Effects of Termination and Data Retention
Upon expiry or termination of an account or Service: (a) your right to access and use the affected Services ceases immediately; (b) all outstanding fees become immediately due and payable; and (c) we may, at our discretion and subject to applicable law, delete or render inaccessible all Customer Data associated with the terminated Services without further notice. You are solely responsible for exporting Customer Data prior to termination. Sections that by their nature should survive (including Sections 7, 9, 11–17, 19, 23 and 24) survive termination.
Modifications to Terms and Services
Terms
We may modify this Agreement, the AUP, the DPA, the Privacy Policy, and any product-specific terms at any time. Non-material changes take effect upon publication. Material changes will be notified via email or through the client portal at least thirty (30) days before they take effect, unless a shorter period is required by law, security considerations, or regulatory change. Continued use of the Services after the effective date constitutes acceptance. If you do not accept material changes, your sole remedy is to terminate the affected Services before the effective date.
Services
We may add, change, deprecate, or discontinue Services, features, locations, or specifications at any time. Where we discontinue a Service you actively use, we will use reasonable efforts to provide advance notice and a migration path.
Notices and Communications
Notices to you may be sent by email to the address associated with your account, posted in the client portal, or published on our website, and are deemed received upon sending or publication. Notices to us must be sent to support@quicksrv.io, or by post to our registered address listed in Section 3. You consent to receive operational, transactional, security, and legal communications electronically.

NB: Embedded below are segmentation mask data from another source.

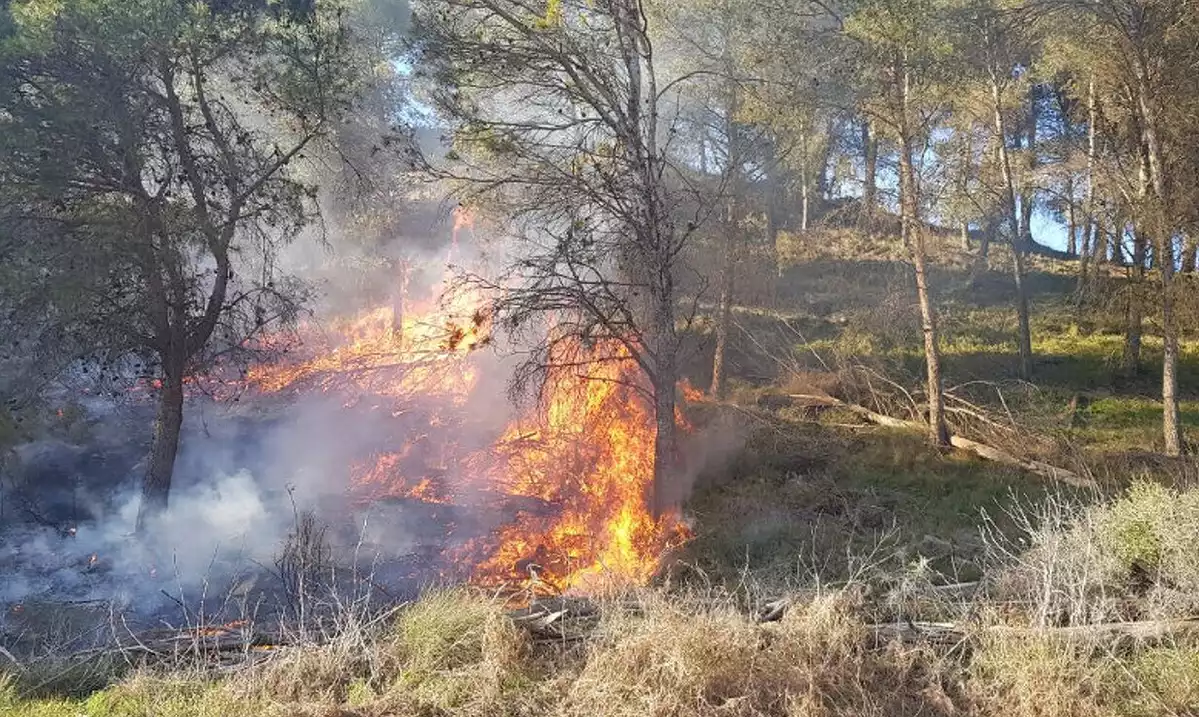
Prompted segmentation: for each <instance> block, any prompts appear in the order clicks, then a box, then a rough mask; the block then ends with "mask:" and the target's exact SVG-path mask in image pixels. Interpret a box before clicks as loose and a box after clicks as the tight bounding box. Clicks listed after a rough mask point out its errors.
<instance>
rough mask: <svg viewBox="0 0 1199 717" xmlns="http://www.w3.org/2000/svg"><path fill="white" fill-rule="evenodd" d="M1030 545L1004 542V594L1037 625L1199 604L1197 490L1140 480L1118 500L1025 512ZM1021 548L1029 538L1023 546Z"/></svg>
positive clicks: (1183, 612) (1136, 612)
mask: <svg viewBox="0 0 1199 717" xmlns="http://www.w3.org/2000/svg"><path fill="white" fill-rule="evenodd" d="M1013 517H1014V518H1016V523H1017V525H1018V526H1019V529H1020V531H1022V532H1023V534H1024V537H1025V540H1026V549H1023V550H1020V549H1017V548H1016V547H1012V546H1008V547H1006V548H1000V549H999V550H998V553H1000V558H1001V561H1002V562H1004V564H1005V565H1004V567H1002V568H1001V570H1000V571H998V572H996V578H995V579H994V584H995V592H996V596H998V597H1000V598H1006V599H1014V601H1017V602H1019V603H1022V604H1023V605H1025V607H1026V608H1028V609H1029V611H1030V615H1029V616H1030V619H1031V621H1032V623H1034V625H1038V626H1047V625H1085V623H1091V622H1102V621H1107V620H1128V619H1156V617H1170V616H1189V615H1191V614H1192V613H1193V611H1194V610H1195V609H1197V608H1199V489H1191V490H1185V492H1179V490H1175V489H1173V488H1167V487H1164V486H1162V484H1159V483H1152V482H1146V481H1138V482H1135V483H1133V484H1132V487H1129V488H1128V490H1127V492H1126V493H1125V494H1123V495H1121V496H1119V498H1116V499H1114V500H1110V501H1107V502H1102V504H1098V505H1093V506H1087V507H1084V506H1079V505H1076V504H1071V502H1068V501H1065V500H1062V499H1050V500H1047V501H1044V502H1042V504H1041V505H1040V506H1038V507H1037V508H1035V510H1034V511H1031V512H1029V511H1024V512H1017V513H1016V514H1014V516H1013ZM1020 547H1022V548H1023V546H1020Z"/></svg>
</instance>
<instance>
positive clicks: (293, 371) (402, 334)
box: [246, 293, 489, 399]
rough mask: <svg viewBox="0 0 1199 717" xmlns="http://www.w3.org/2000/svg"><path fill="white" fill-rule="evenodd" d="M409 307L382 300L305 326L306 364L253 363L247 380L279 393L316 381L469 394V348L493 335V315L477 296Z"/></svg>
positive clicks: (323, 385) (445, 392)
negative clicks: (487, 310) (399, 311)
mask: <svg viewBox="0 0 1199 717" xmlns="http://www.w3.org/2000/svg"><path fill="white" fill-rule="evenodd" d="M421 308H422V309H423V311H416V312H405V315H404V317H403V318H402V319H400V320H399V321H397V320H396V309H394V307H390V306H385V307H379V308H375V309H372V311H368V312H364V313H363V314H361V315H359V317H356V318H355V319H353V320H349V321H342V323H338V324H335V325H333V326H332V327H331V331H324V332H323V331H318V330H317V329H315V327H313V326H305V327H302V330H301V331H302V333H303V335H305V345H306V348H307V349H308V351H309V353H311V357H309V359H307V360H305V361H301V362H299V363H261V364H257V366H252V367H251V368H249V370H248V372H247V374H246V380H247V381H248V382H249V384H251V385H252V386H254V387H257V388H258V390H260V391H263V392H267V393H275V392H279V391H284V390H290V388H294V390H307V388H311V387H315V388H318V390H320V391H324V392H335V391H338V392H342V393H344V394H347V396H362V394H374V396H382V397H391V398H404V397H409V396H412V394H416V393H445V394H456V396H458V398H459V399H465V398H466V397H468V396H469V394H470V391H471V390H472V387H474V385H475V381H476V380H477V375H476V374H475V369H474V367H472V366H470V364H469V363H468V362H463V361H459V360H458V359H460V356H462V355H463V354H466V353H470V351H471V350H474V349H476V348H480V347H481V345H484V344H487V343H488V341H489V338H488V337H489V317H488V315H487V313H486V311H483V309H482V308H481V302H480V301H478V299H477V297H474V296H470V295H468V294H465V293H458V294H456V295H454V301H453V303H452V305H451V306H447V307H439V308H438V309H430V308H428V307H421Z"/></svg>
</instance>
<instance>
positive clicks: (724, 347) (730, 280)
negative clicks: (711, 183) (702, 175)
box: [709, 200, 737, 399]
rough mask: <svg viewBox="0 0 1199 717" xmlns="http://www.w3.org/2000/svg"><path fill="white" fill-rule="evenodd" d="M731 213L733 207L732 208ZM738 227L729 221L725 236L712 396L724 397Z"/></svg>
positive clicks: (732, 319) (732, 310)
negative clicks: (725, 234) (723, 257)
mask: <svg viewBox="0 0 1199 717" xmlns="http://www.w3.org/2000/svg"><path fill="white" fill-rule="evenodd" d="M734 201H735V200H734ZM730 213H731V209H730ZM736 230H737V228H736V227H734V225H733V222H731V221H730V222H729V225H728V227H727V235H725V237H724V260H723V266H722V267H721V300H719V306H718V307H717V315H716V351H715V356H713V357H712V385H711V387H710V388H709V391H710V393H711V396H712V398H716V399H722V398H724V391H725V382H727V381H725V366H724V363H725V359H727V354H728V343H729V329H730V327H731V324H733V289H734V282H735V279H734V273H735V272H736V264H737V261H736V247H735V245H736V239H735V231H736Z"/></svg>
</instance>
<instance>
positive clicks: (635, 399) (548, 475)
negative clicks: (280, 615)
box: [248, 210, 683, 591]
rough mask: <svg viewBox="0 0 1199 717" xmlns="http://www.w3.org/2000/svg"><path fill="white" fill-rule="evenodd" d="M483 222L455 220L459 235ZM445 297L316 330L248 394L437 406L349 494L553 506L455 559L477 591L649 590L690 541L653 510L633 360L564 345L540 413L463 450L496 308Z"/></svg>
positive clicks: (372, 495) (547, 387)
mask: <svg viewBox="0 0 1199 717" xmlns="http://www.w3.org/2000/svg"><path fill="white" fill-rule="evenodd" d="M472 221H474V217H472V216H471V215H470V212H469V211H466V210H460V211H458V212H456V215H454V237H456V239H457V235H458V233H459V231H460V230H462V229H465V228H471V227H472ZM400 281H402V279H400ZM446 285H448V277H447V279H446ZM446 296H448V297H450V299H448V300H442V301H435V302H424V303H418V305H415V306H409V301H408V297H406V296H402V297H400V301H399V302H398V303H399V305H400V306H402V311H403V314H402V315H397V307H396V306H384V307H379V308H375V309H372V311H368V312H364V313H363V314H361V315H359V317H356V318H354V319H350V320H345V321H338V323H335V324H333V325H332V326H331V327H330V329H331V330H329V331H318V330H317V327H315V326H309V327H307V330H306V331H305V332H303V336H305V342H303V350H305V353H306V357H305V359H301V360H294V359H293V360H290V361H284V362H276V363H264V364H259V366H255V367H253V368H252V369H251V370H249V373H248V382H249V384H251V385H252V386H253V387H255V388H257V390H259V391H261V392H265V393H273V392H279V391H296V392H303V391H323V392H331V393H335V394H336V396H338V397H339V398H342V399H343V403H344V404H345V405H347V406H351V405H356V404H359V403H361V402H362V400H364V399H372V400H391V402H394V403H396V404H397V405H399V408H396V409H394V412H393V414H392V415H399V414H402V412H404V408H403V402H404V400H405V399H418V400H420V402H421V403H422V404H423V405H427V404H430V403H432V404H436V405H438V406H439V409H438V410H434V411H430V412H422V414H420V415H421V416H422V417H423V418H422V420H423V421H424V422H426V423H427V424H426V426H423V427H422V428H420V429H417V430H414V432H411V433H412V434H411V435H409V436H408V438H406V440H405V441H404V442H403V444H402V445H393V446H386V447H382V448H381V450H380V451H379V452H378V453H375V454H374V456H369V457H366V458H364V459H362V460H359V462H356V463H354V464H353V465H350V466H349V475H350V478H349V484H348V490H349V492H350V493H351V495H354V496H355V498H356V499H357V500H360V501H366V502H369V501H375V500H381V499H396V498H402V499H406V500H416V501H422V502H432V504H444V502H456V501H462V500H464V499H466V498H469V496H474V500H475V502H474V504H471V505H475V506H476V507H478V506H477V501H480V500H482V501H487V500H494V501H500V502H502V501H516V502H517V504H520V501H524V502H526V504H536V505H538V506H544V508H546V510H518V511H516V513H514V516H512V517H511V518H510V519H508V522H507V523H506V524H504V525H501V526H500V528H499V529H498V530H495V531H494V532H493V534H490V535H488V536H484V537H481V538H475V540H472V541H470V542H469V543H466V544H464V546H458V547H457V548H454V549H453V550H454V554H453V558H456V559H458V560H464V561H466V562H468V564H469V565H471V566H474V570H472V577H474V579H475V580H477V582H481V583H488V584H496V583H507V582H511V580H518V582H529V580H532V583H534V584H535V585H537V586H542V588H546V589H549V590H554V591H565V590H571V589H586V590H595V589H596V588H597V585H598V584H599V583H601V582H602V583H613V582H615V583H617V584H629V583H644V582H645V580H647V579H649V578H650V577H652V576H653V573H655V572H656V570H657V567H658V561H659V558H661V556H662V554H663V552H664V550H667V549H668V548H669V547H670V546H671V543H673V542H675V541H677V540H680V538H681V537H683V529H682V528H681V525H680V523H679V520H677V519H676V517H674V516H664V517H655V516H653V514H652V512H651V511H650V508H649V505H650V502H651V500H650V489H651V487H652V482H653V445H655V436H656V430H655V421H653V412H652V409H651V406H650V403H649V400H646V398H645V396H643V393H641V392H639V391H638V390H637V387H635V386H637V385H638V382H639V376H638V370H637V364H635V362H634V361H633V360H632V356H631V355H629V351H628V349H627V348H626V347H623V345H621V344H619V343H617V342H608V343H599V344H598V345H595V347H590V348H585V347H583V345H580V344H579V343H577V342H568V341H562V342H559V344H558V347H556V349H555V351H554V353H553V354H552V356H550V359H552V360H553V361H552V364H554V367H552V368H550V369H549V370H548V373H547V376H546V382H544V386H543V391H542V393H541V400H540V402H538V403H537V405H536V406H535V410H534V411H531V412H530V414H529V415H525V416H522V417H519V418H518V420H516V421H513V422H512V423H511V424H510V426H508V427H507V428H506V429H505V430H504V432H502V433H501V434H500V435H499V438H498V439H496V440H495V441H494V442H493V444H492V445H490V446H488V447H487V448H484V450H475V451H466V450H459V448H458V444H457V441H454V440H452V436H451V435H448V434H451V433H452V432H453V427H454V426H458V424H460V423H462V422H463V415H464V414H465V411H466V408H465V406H466V403H468V400H469V399H470V397H471V396H472V394H474V393H475V391H476V388H477V387H478V380H480V366H478V362H477V361H475V360H474V355H475V353H474V351H472V349H475V348H477V347H480V345H483V344H486V343H487V342H488V339H489V330H490V326H489V321H488V315H487V312H486V311H484V309H483V307H484V306H486V297H483V296H481V295H478V294H470V293H454V294H447V295H446ZM394 303H397V302H394V301H393V305H394ZM433 453H436V454H435V456H434V454H433Z"/></svg>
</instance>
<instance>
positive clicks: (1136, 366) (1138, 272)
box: [1123, 228, 1145, 376]
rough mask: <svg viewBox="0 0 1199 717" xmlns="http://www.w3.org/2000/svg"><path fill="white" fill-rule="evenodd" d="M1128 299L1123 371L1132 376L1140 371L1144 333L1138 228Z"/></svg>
mask: <svg viewBox="0 0 1199 717" xmlns="http://www.w3.org/2000/svg"><path fill="white" fill-rule="evenodd" d="M1129 278H1131V279H1132V281H1131V282H1129V287H1128V301H1127V305H1126V309H1125V349H1123V373H1125V375H1128V376H1133V375H1137V374H1138V373H1140V347H1141V335H1143V333H1144V325H1145V311H1144V306H1143V297H1141V295H1140V294H1141V289H1143V288H1144V285H1145V237H1144V235H1143V234H1141V233H1140V229H1139V228H1138V229H1137V230H1134V231H1133V251H1132V267H1131V272H1129Z"/></svg>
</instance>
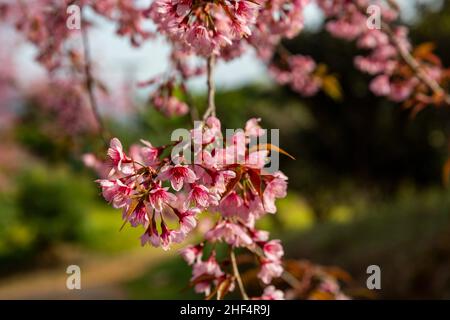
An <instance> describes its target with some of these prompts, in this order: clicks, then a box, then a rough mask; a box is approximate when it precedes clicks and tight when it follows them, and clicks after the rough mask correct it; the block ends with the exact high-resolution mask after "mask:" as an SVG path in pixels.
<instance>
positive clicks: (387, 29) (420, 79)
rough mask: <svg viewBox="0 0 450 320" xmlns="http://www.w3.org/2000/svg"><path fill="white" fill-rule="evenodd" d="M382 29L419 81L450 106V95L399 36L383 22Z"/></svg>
mask: <svg viewBox="0 0 450 320" xmlns="http://www.w3.org/2000/svg"><path fill="white" fill-rule="evenodd" d="M388 4H389V6H390V7H391V8H393V9H398V5H397V2H396V1H394V0H390V1H388ZM356 6H357V8H358V10H359V11H360V12H361V13H362V14H364V15H365V14H366V11H367V10H366V8H364V7H361V6H359V5H357V4H356ZM381 29H382V30H383V31H384V32H385V33H386V35H387V36H388V37H389V40H390V42H391V43H392V44H393V45H394V46H395V48H396V49H397V52H398V54H399V55H400V57H401V58H402V60H403V61H404V62H405V63H406V64H407V65H408V66H409V67H410V68H411V70H412V71H413V72H414V73H415V75H416V76H417V78H419V80H420V81H421V82H422V83H424V84H425V85H426V86H427V87H428V88H429V89H430V90H431V91H432V92H433V93H434V94H435V96H436V97H439V98H442V101H443V102H444V103H445V104H447V105H450V95H449V94H447V93H446V92H445V90H444V89H443V88H442V87H441V85H440V84H439V83H438V82H437V81H436V80H434V79H433V78H431V77H430V76H429V75H428V74H427V72H426V71H425V70H424V68H423V66H422V65H421V64H420V62H419V61H417V60H416V58H414V56H413V55H412V54H411V53H410V52H409V50H407V49H406V48H404V46H403V45H402V44H401V43H400V41H399V40H398V38H397V36H396V35H395V33H394V31H393V30H392V28H391V26H390V25H389V24H388V23H386V22H385V21H382V24H381Z"/></svg>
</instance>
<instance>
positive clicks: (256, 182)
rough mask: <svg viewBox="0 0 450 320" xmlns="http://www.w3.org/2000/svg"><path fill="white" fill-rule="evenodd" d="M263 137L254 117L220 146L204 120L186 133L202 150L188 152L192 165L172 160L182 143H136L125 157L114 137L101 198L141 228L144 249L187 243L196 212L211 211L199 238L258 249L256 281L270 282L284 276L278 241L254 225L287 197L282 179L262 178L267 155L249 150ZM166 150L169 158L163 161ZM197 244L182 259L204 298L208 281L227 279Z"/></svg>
mask: <svg viewBox="0 0 450 320" xmlns="http://www.w3.org/2000/svg"><path fill="white" fill-rule="evenodd" d="M263 133H264V131H263V129H262V128H261V127H260V126H259V124H258V120H257V119H251V120H249V121H248V122H247V124H246V127H245V130H241V131H237V132H236V133H235V134H234V135H233V136H232V137H231V138H230V139H229V140H230V142H229V143H228V144H225V145H221V144H220V143H218V142H220V141H223V137H222V133H221V123H220V121H219V120H218V119H217V118H215V117H210V118H208V119H207V120H206V121H205V122H204V124H203V125H201V126H198V127H196V128H195V129H193V130H191V137H192V140H193V142H194V146H201V150H195V152H194V154H193V158H194V160H195V161H194V163H193V164H191V163H190V161H189V159H186V158H185V157H183V156H182V155H179V154H177V153H176V152H175V155H174V152H173V149H174V148H176V147H180V146H181V144H182V142H181V141H180V142H176V143H174V144H172V145H168V146H162V147H154V146H152V144H151V143H150V142H148V141H142V145H141V146H137V145H135V146H132V147H131V148H130V151H129V152H125V151H124V149H123V146H122V144H121V143H120V141H119V140H118V139H116V138H114V139H112V140H111V145H110V148H109V150H108V158H107V161H106V162H105V166H108V167H109V168H110V169H109V173H108V177H106V178H105V179H101V180H98V183H99V184H100V186H101V188H102V193H103V196H104V198H105V200H107V201H108V202H110V203H111V204H112V205H113V206H114V207H115V208H120V209H122V211H123V215H122V216H123V219H124V221H125V223H130V224H131V225H132V226H133V227H136V226H143V227H144V230H145V232H144V234H143V235H142V237H141V241H142V245H145V244H147V243H149V244H151V245H152V246H154V247H162V248H163V249H165V250H167V249H169V248H170V246H171V245H172V244H173V243H181V242H182V241H184V240H185V239H186V236H187V235H188V234H189V233H190V232H191V231H192V230H193V229H194V228H195V227H196V225H197V219H198V215H199V213H200V212H204V211H208V212H210V214H212V215H213V214H215V215H216V218H217V222H216V223H215V225H214V226H213V227H212V228H211V229H210V230H209V231H207V232H206V234H205V241H206V242H209V243H217V242H223V243H226V244H228V245H229V246H230V248H247V249H248V250H250V251H252V252H260V255H259V263H260V272H259V274H258V276H259V278H260V279H261V280H262V282H263V283H265V284H270V282H271V281H272V279H273V278H276V277H279V276H280V275H281V274H282V272H283V267H282V263H281V257H282V256H283V254H284V253H283V248H282V246H281V243H280V241H279V240H271V241H269V234H268V232H266V231H261V230H257V229H256V228H255V222H256V221H257V220H258V219H260V218H261V217H263V216H264V215H266V214H267V213H272V214H273V213H275V212H276V206H275V200H276V199H278V198H283V197H285V196H286V189H287V177H286V176H285V175H284V174H283V173H281V172H275V173H273V174H268V173H265V172H264V169H263V168H264V166H265V164H266V162H267V161H268V152H269V151H268V150H267V149H263V150H260V148H256V149H255V150H252V148H251V147H250V140H251V139H253V138H256V137H258V136H261V135H262V134H263ZM169 149H172V152H171V155H172V156H171V157H167V156H164V155H165V154H166V151H170V150H169ZM194 149H197V148H195V147H194ZM203 246H204V244H201V245H198V246H190V247H188V248H186V249H184V250H183V251H182V255H183V256H184V258H185V259H186V261H187V262H188V263H189V264H191V265H192V266H193V279H192V281H194V282H195V283H196V286H195V287H196V290H197V292H203V293H205V294H207V295H208V294H209V293H210V288H211V285H212V284H214V285H216V286H218V285H219V284H220V283H222V282H223V281H225V280H227V281H230V279H232V276H231V275H230V274H227V273H226V272H224V271H223V270H222V269H221V268H220V266H219V265H218V263H217V261H216V253H215V251H214V250H213V251H212V252H210V253H209V257H207V258H205V257H204V256H203V250H202V248H203ZM206 275H207V276H208V277H207V278H205V276H206ZM198 279H202V281H200V282H198V281H197V280H198ZM206 279H208V280H206ZM231 288H232V287H231V283H230V289H231Z"/></svg>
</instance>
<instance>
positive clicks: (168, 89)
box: [140, 45, 205, 117]
mask: <svg viewBox="0 0 450 320" xmlns="http://www.w3.org/2000/svg"><path fill="white" fill-rule="evenodd" d="M191 58H192V55H191V54H189V53H187V52H185V51H183V50H179V48H178V47H177V46H176V45H174V46H173V47H172V52H171V54H170V63H171V66H170V72H169V73H168V74H166V75H159V76H157V77H155V78H152V79H150V80H148V81H145V82H142V83H140V86H141V87H146V86H154V87H155V89H154V90H153V91H152V93H151V95H150V99H149V100H150V101H149V102H150V103H151V105H152V106H153V107H154V108H155V109H156V110H158V111H160V112H161V113H162V114H164V115H165V116H167V117H173V116H183V115H186V114H187V113H188V112H189V110H190V108H193V106H189V105H188V104H187V102H186V100H188V99H186V97H188V96H189V92H188V89H187V81H188V80H190V79H192V78H195V77H198V76H200V75H202V74H204V73H205V68H204V67H203V66H193V65H192V63H191V61H190V60H191ZM177 93H178V94H177ZM180 95H182V96H184V99H183V97H180Z"/></svg>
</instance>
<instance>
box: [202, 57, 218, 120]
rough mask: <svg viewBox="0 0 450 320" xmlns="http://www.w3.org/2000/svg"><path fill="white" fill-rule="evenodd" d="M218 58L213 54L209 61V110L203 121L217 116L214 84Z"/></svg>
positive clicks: (208, 98) (215, 93) (208, 67)
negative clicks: (215, 73)
mask: <svg viewBox="0 0 450 320" xmlns="http://www.w3.org/2000/svg"><path fill="white" fill-rule="evenodd" d="M215 62H216V57H215V55H214V54H211V55H210V56H209V57H208V60H207V85H208V108H207V109H206V111H205V114H204V115H203V121H204V120H206V119H208V117H209V116H213V117H215V116H216V102H215V94H216V86H215V83H214V67H215Z"/></svg>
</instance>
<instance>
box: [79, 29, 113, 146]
mask: <svg viewBox="0 0 450 320" xmlns="http://www.w3.org/2000/svg"><path fill="white" fill-rule="evenodd" d="M81 37H82V42H83V51H84V72H85V77H86V89H87V93H88V97H89V103H90V106H91V110H92V113H93V115H94V118H95V121H96V122H97V126H98V129H99V131H100V134H101V136H102V139H103V140H104V142H105V143H106V144H107V141H108V138H109V133H108V131H107V129H106V127H105V125H104V123H103V120H102V117H101V115H100V112H99V110H98V104H97V100H96V98H95V93H94V90H95V81H94V78H93V76H92V63H91V52H90V47H89V37H88V33H87V26H85V25H84V23H83V26H82V28H81Z"/></svg>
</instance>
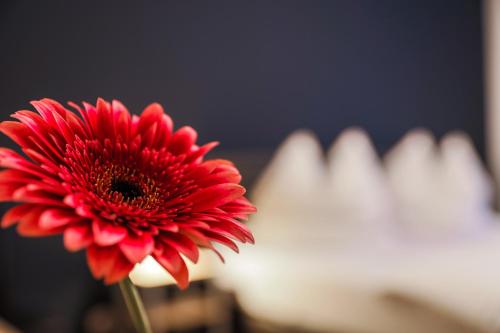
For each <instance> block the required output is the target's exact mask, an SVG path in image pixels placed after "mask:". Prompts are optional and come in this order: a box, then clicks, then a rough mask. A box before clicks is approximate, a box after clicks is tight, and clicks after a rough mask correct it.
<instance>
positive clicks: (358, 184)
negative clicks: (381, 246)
mask: <svg viewBox="0 0 500 333" xmlns="http://www.w3.org/2000/svg"><path fill="white" fill-rule="evenodd" d="M328 162H329V184H328V186H329V190H328V194H329V197H328V200H329V206H330V208H329V210H328V212H327V213H328V214H329V215H330V219H331V223H332V224H334V225H335V227H336V229H335V237H336V238H338V239H340V238H342V237H344V240H345V241H347V242H350V241H354V240H358V241H359V242H363V243H365V244H371V243H373V241H377V240H381V241H385V240H388V237H387V235H388V232H389V231H390V229H391V225H392V222H393V221H392V216H393V205H392V203H393V202H392V198H391V195H390V192H389V188H388V184H387V179H386V177H385V174H384V172H383V170H382V167H381V163H380V160H379V158H378V155H377V153H376V151H375V149H374V147H373V145H372V143H371V141H370V138H369V137H368V135H367V134H366V132H364V131H363V130H361V129H357V128H351V129H347V130H345V131H344V132H342V133H341V135H340V136H339V137H338V139H337V140H336V141H335V142H334V143H333V145H332V147H331V148H330V150H329V152H328ZM367 239H369V240H370V242H368V243H367Z"/></svg>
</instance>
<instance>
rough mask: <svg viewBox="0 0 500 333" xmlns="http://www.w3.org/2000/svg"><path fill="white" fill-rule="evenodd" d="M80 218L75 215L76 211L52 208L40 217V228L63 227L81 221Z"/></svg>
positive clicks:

Assignment and Subcontracting
You may not assign, transfer, or sublicense this Agreement or any rights hereunder, by operation of law or otherwise, without our prior written consent. We may assign or transfer this Agreement, in whole or in part, to an affiliate, successor, or acquirer in connection with a merger, acquisition, reorganisation, or sale of assets, without your consent. We may engage subcontractors and sub-processors to perform our obligations, while remaining responsible for their performance under this Agreement.
Severability, Waiver and Entire Agreement
If any provision of this Agreement is held to be invalid, illegal, or unenforceable, the remaining provisions shall remain in full force and effect, and the invalid provision shall be replaced by a valid provision that most closely reflects the original intent. No failure or delay by either party in exercising any right shall constitute a waiver of that right. This Agreement, together with the AUP, Privacy Policy, DPA, SLA, and any order- or plan-specific terms, constitutes the entire agreement between the parties regarding its subject matter and supersedes all prior or contemporaneous agreements, representations, and understandings, whether written or oral.
Governing Law and Jurisdiction
This Agreement shall be governed by and construed in accordance with the laws of the Netherlands, excluding its conflict-of-law rules and the United Nations Convention on Contracts for the International Sale of Goods. Any disputes arising out of or in connection with this Agreement shall be subject to the exclusive jurisdiction of the competent courts in Amsterdam, Netherlands, save where mandatory consumer law grants you the right to bring proceedings in the courts of your place of residence within the European Union.